Crypto analyst Andrey Sergeenkov’s weekly data release shows that among approximately 2.5 million trade wallet addresses on Polymarket, only 0.015% of traders can maintain stable monthly income exceeding $5,000 for four consecutive months. Although nearly 1% of traders reached the $5,000 monthly income threshold in a single month, only 0.1% managed to hit that mark again the following month.
(Source: Andrey Sergeenkov)
Sergeenkov’s data presents a clear funnel structure: as you move into the next time period, the proportion of traders who can sustain target profitability shrinks dramatically.
Using an average U.S. monthly salary of about $5,220 as the benchmark, the number of traders who can consistently reach this income level on Polymarket across a data span of nearly two years is almost just statistical noise. This means that the plan to quit and shift from full-time work to prediction markets for the sake of replacing one’s income is, for the vast majority of people, a high-risk irrational decision.
Sergeenkov notes: “Most traders come in, trade for a little while, and then leave.” — Among 6,600 wallet addresses with average monthly profits exceeding $5,000, only 172 remained actively active for more than a year, accounting for 2.6%.
Out of about 2.5 million wallets, there are only 840 with cumulative profits exceeding $100k, accounting for 0.033%.
Institutional accounts in the mix: Trading accounts from hedge funds and other professional financial institutions are also active on Polymarket and are included among these 840 high-profit wallets; the actual share of retail users may be lower
Misleading anecdotal reports: After financial risk analyst Logan Sudis quit, his single-month profit of $100k in December was widely publicized, but it is statistically an extreme outlier
Selection bias on social media: The former Messari analyst “Tulip King” wrote on X that “Polymarket is the easiest place in the crypto space to make six figures,” but such high-profile statements naturally attract more shares, while most failed cases stay silent
Methodological limitations: Sergeenkov’s analysis counts only realized P&L; unrealized gains/losses that were not held until settlement are outside the scope of the statistics
The essence of prediction markets is a zero-sum game—every profit must have a corresponding losing counterparty. The hedge funds and professional institutions active on Polymarket have stronger information-gathering capabilities, more mature pricing models, and much larger capital bases. Retail traders, when competing with these participants, are at a structural information disadvantage. “Users with insufficient experience often don’t trade very successfully” is Sergeenkov’s direct assessment.

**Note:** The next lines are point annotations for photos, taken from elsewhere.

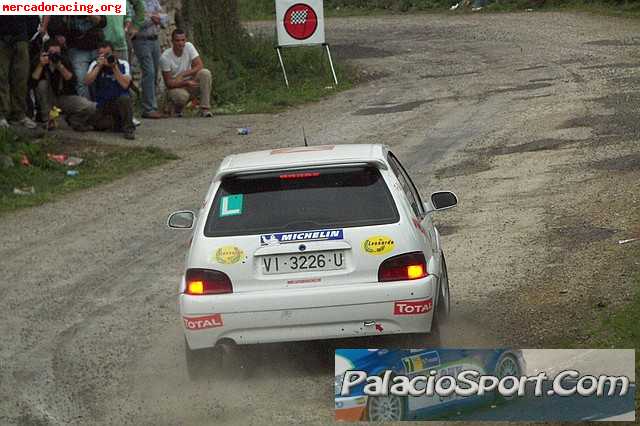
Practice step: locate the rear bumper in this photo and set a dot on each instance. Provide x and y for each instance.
(351, 408)
(309, 313)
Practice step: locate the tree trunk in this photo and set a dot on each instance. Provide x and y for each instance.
(212, 25)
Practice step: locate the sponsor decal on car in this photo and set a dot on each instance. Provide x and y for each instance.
(231, 205)
(421, 362)
(378, 245)
(202, 323)
(412, 307)
(228, 255)
(295, 237)
(304, 281)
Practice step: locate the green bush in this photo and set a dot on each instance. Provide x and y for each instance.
(248, 78)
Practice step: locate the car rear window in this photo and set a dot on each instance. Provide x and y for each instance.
(300, 200)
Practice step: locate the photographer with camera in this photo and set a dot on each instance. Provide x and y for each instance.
(56, 86)
(110, 79)
(15, 32)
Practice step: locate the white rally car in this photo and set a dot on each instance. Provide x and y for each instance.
(310, 243)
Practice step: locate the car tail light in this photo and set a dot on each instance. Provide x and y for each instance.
(207, 281)
(409, 266)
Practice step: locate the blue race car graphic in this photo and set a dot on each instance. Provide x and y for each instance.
(412, 362)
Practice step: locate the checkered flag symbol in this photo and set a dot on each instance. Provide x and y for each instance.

At present, there is no precise data indicating the specific proportion of retail users versus institutions among the 840 wallets with cumulative profits exceeding $100k. Sergeenkov explicitly points out that trading accounts from hedge funds and other professional institutions are also included in this dataset, which means the real number of successful retail-user cases may be far fewer than 840.
Sergeenkov’s analysis applies only to Polymarket. The data covers April 2024 through April 1, 2026. As a relatively new crypto application scenario, prediction markets lack long-term cross-platform systematic research, but their zero-sum structural characteristics are generally present across platforms. The conclusion that “stable profitability is extremely difficult” has fairly broad applicability.